4.8. Quantitative Real Time PCR (RT-qPCR)
Quantitative Real Time PCR (qPCR) was performed for seven genes, namely;
acc-1,
cpt-1,
fas,
nrf-1,
glut-4,
glut-5 and
aldolase-b. For each gene, three replicates per sample from each experimental group were analyzed. Firstly, 1 µL of sample cDNA was pipetted from the sample and diluted with 19 µL of RNase free water to get a 20 µL volume. From the diluted cDNA sample, 1:20 ratio of cDNA to RNase free water was pipetted into new three qPCR tubes. The gene of interest forward and reverse primers and those of reference gene master-mix were prepared separately, with SYBR green master-mix. Primers used are provided in
Table 6.
The primer stocks were diluted according to the manufacturer’s guide. From the master-mix of each gene, 7 µL was pipetted into the qPCR sample tubes.
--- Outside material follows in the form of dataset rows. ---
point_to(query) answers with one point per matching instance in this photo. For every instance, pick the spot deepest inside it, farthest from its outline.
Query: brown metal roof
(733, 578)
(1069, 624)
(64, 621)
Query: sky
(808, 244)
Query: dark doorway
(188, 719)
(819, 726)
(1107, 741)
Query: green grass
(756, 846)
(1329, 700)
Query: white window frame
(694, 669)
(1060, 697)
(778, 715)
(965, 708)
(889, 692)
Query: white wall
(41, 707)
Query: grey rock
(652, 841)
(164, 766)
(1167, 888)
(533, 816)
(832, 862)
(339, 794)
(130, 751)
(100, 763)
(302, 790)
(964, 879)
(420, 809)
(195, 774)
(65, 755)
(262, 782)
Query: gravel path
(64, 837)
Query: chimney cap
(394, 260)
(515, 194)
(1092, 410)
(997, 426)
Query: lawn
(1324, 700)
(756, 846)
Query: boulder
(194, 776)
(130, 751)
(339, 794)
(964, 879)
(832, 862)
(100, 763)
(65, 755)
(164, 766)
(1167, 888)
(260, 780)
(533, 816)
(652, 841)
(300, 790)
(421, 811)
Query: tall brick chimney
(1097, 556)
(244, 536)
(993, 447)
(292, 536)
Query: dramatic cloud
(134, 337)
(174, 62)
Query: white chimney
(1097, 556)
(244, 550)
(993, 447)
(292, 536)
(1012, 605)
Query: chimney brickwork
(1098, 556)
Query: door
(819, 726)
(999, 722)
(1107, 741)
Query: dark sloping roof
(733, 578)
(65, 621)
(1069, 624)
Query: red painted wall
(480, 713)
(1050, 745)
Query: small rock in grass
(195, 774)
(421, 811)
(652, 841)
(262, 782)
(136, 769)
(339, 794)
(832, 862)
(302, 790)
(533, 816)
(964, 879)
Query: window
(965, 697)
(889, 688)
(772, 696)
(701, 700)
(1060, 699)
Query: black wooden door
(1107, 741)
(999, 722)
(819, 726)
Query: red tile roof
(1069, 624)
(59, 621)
Thereafter, cDNA (3 µL) was added into the qPCR sample tube in order to achieve a 10 µL final volume. The samples were loaded into the RT-qPCR machine for analysis in a specific order of choice. The RT-qPCR was set to run using instructions provided by the manufacturer as the instrument user guide, in which a standard cycling mode was used.
4.9. Statistical Analysis
Data was expressed as mean ± standard deviation (SD). A one way ANOVA was used to determine differences in means from different experimental groups. All statistical analyses were performed in R version 3.4.0 statistical software (R Development Core Team, Auckland, New Zealand) Level of significance was set at p ≤ 0.05.